Polak zaginął przed podróżą. Wypadek czy morderstwo?
Brytyjska policja znalazła ciało Kacpra J., ostatnio mieszkającego w Grantham. Mężczyzna zaginął kilkanaście dni wcześniej. Mężczyzna spadł przez dach na posadzkę w budynku, w którym znaleziono jego zwłoki.
06.12.2011 | aktual.: 07.12.2011 08:43
Zaginięcie Polaka formalnie zgłoszono w ostatni piątek listopada. 4 grudnia - w godzinach popołudniowych - policja odnalazła zwłoki Kacpra J. Znaleziono je w dawnym budynku ATS przy East Strett w Grantham. Polak ostatni raz widziany był w piątek między godziną 22 i 23, kiedy wraz z kolegą wychodzili z jego domu przy George Street - czytamy w portalu granthamjournal.co.uk.
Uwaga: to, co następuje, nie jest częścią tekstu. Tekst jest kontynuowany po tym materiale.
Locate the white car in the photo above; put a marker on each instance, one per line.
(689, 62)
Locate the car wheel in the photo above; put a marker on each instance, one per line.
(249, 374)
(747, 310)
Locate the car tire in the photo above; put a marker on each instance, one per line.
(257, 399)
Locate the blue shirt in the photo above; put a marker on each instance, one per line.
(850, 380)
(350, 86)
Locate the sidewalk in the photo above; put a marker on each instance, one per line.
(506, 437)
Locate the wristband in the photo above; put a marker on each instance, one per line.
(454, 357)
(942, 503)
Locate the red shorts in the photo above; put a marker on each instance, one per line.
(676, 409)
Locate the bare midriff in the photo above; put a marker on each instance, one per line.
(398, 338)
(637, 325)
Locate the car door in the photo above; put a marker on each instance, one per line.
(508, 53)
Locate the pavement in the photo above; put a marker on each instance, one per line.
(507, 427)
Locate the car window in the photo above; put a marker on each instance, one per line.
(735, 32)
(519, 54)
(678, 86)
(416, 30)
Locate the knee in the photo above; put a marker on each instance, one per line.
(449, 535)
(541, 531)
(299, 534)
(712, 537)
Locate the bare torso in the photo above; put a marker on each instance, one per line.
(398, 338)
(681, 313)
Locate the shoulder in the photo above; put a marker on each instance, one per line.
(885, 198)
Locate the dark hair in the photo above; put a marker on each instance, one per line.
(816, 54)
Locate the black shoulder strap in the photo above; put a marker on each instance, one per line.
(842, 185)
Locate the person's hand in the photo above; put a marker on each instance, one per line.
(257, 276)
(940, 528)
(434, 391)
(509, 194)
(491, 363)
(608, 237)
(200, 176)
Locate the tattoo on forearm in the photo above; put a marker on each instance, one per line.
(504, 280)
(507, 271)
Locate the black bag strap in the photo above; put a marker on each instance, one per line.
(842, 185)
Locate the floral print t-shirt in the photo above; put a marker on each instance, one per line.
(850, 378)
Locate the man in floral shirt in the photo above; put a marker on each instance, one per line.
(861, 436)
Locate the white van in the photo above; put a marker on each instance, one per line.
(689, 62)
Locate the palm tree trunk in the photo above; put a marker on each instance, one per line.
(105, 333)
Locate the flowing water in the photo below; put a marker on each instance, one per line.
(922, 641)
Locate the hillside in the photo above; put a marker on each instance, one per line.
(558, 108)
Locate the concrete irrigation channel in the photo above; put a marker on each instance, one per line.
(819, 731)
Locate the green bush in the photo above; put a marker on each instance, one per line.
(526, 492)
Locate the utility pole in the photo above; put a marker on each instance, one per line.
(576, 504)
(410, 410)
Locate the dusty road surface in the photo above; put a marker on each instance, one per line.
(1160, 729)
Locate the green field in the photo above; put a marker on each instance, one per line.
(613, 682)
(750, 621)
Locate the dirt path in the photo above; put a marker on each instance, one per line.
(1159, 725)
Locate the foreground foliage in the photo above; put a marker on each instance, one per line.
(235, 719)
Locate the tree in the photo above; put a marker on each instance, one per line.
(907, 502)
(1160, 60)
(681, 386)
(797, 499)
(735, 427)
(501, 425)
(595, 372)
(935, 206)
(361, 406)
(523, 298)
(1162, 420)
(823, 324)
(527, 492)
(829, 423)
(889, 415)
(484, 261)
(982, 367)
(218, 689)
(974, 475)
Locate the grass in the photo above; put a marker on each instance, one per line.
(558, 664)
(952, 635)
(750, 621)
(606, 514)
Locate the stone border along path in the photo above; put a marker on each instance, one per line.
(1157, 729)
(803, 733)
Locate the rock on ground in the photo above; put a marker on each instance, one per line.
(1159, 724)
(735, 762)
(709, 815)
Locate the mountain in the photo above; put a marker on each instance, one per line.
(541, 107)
Z ustaleń policji wynika, że dzień później Kacper miał lecieć do Gdańska. Jednak nie pojawił się na lotnisku w Doncaster. - Na tym etapie śledztwa mogę powiedzieć tylko tyle, że mężczyzna spadł przez dach na posadzkę w budynku, w którym znaleziono jego zwłoki. Na razie nie wiemy, w jakich okolicznościach się tam znalazł i czy był sam - mówi rzecznik policji w Lincolnshire.
Nad wyjaśnieniem zagadki śmierci Polaka pracuje cały czas ekipa dochodzeniowa i policyjni technicy. Wkrótce znane będą wyniki sekcji zwłok. - Na obecnym etapie śledztwa traktujemy tę sprawę, jako zdarzenie bez udziału osób trzecich - dodaje policjant.